ECLI:NL:RBDHA:2024:6129

Rechtbank Den Haag

Datum uitspraak
28 maart 2024
Publicatiedatum
24 april 2024
Zaaknummer
AWB 23/8314
Instantie
Rechtbank Den Haag
Type
Uitspraak
Rechtsgebied
Bestuursrecht; Bestuursprocesrecht
Procedures
  • Eerste aanleg - enkelvoudig
Vindplaatsen
  • Rechtspraak.nl
AI samenvatting door LexboostAutomatisch gegenereerd

Afwijzing proceskostenvergoeding in bestuursrechtelijke procedure inzake faciliterend visum

In deze uitspraak van de Rechtbank Den Haag op 28 maart 2024, wordt het beroep van eiseres tegen de afwijzing van een proceskostenvergoeding in bezwaar beoordeeld. Eiseres, vertegenwoordigd door mr. J. van Bennekom, had een aanvraag ingediend voor een faciliterend visum om zich bij haar moeder te voegen. Het primaire besluit van 6 oktober 2022, waarin deze aanvraag werd afgewezen, was gebaseerd op onvoldoende bewijs van het doel en de omstandigheden van het verblijf. Eiseres maakte bezwaar tegen dit besluit en vroeg om vergoeding van de proceskosten.

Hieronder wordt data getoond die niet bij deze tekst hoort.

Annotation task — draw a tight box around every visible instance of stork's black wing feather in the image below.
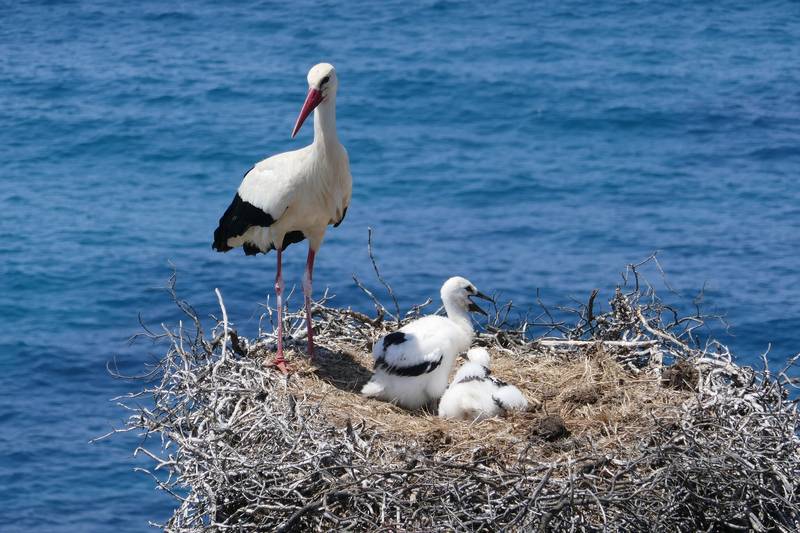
[211,193,275,252]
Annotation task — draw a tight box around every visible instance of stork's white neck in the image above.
[314,93,339,148]
[443,299,473,333]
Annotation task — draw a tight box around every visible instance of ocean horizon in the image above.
[0,0,800,533]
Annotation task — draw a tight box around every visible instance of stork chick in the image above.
[361,277,491,409]
[439,348,528,420]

Verweerder, de Minister van Buitenlandse Zaken, weigerde de proceskostenvergoeding met het bestreden besluit van 28 juni 2023, omdat het primaire besluit niet was herroepen wegens een aan verweerder te wijten onrechtmatigheid. De rechtbank oordeelt dat de afwijzing van de proceskostenvergoeding terecht was, omdat de herroeping van het primaire besluit niet voortkwam uit een verwijtbaar onrechtmatig besluit, maar uit nieuwe feiten die tijdens de bezwaarfase naar voren kwamen.

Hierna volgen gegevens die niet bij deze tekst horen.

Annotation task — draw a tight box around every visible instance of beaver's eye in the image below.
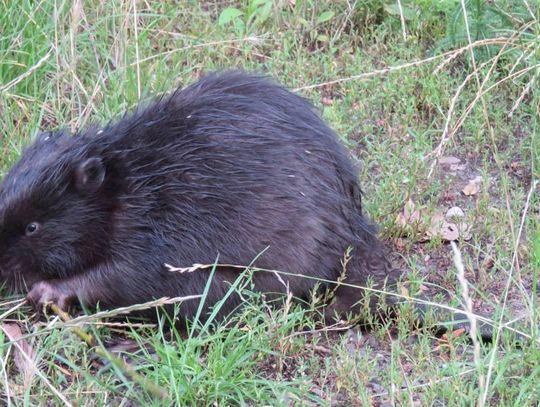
[24,222,39,236]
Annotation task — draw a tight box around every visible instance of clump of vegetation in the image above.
[0,0,540,405]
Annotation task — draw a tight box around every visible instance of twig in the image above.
[450,242,486,407]
[50,304,167,400]
[0,48,53,93]
[293,37,509,92]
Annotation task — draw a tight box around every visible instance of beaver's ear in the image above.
[75,157,105,192]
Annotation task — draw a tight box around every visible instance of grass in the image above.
[0,0,540,406]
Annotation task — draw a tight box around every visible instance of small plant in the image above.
[218,0,273,35]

De rechtbank concludeert dat eiseres niet eerder de benodigde informatie heeft verstrekt en dat verweerder de aanvraag zorgvuldig heeft behandeld. De rechtbank verklaart het beroep ongegrond en er is geen aanleiding voor een proceskostenveroordeling. De uitspraak is openbaar uitgesproken en er staat geen hoger beroep open tegen deze beslissing.

Uitspraak

RECHTBANK DEN HAAG

Zittingsplaats Utrecht
Bestuursrecht
zaaknummer: AWB 23/8314

uitspraak van de enkelvoudige kamer van 28 maart 2024 in de zaak tussen

[eiseres] , V-nummer: [V-nummer] , eiseres

(gemachtigde: mr. J. van Bennekom),
en

de Minister van Buitenlandse Zaken,

namens deze: procesvertegenwoordiging IND, verweerder
(gemachtigde: mr. W. Epema).

Procesverloop

In deze uitspraak beoordeelt de rechtbank het beroep van eiseres tegen de afwijzing van een proceskostenvergoeding in bezwaar.
Verweerder heeft met het bestreden besluit van 28 juni 2023 op het bezwaar van eiseres vergoeding van de proceskosten geweigerd, omdat het primaire besluit niet is herroepen vanwege een aan verweerder te wijten onrechtmatigheid.
Eiseres is wegens betalingsonmacht vrijgesteld van de verplichting om griffierecht te betalen.
Verweerder heeft een verweerschrift ingediend.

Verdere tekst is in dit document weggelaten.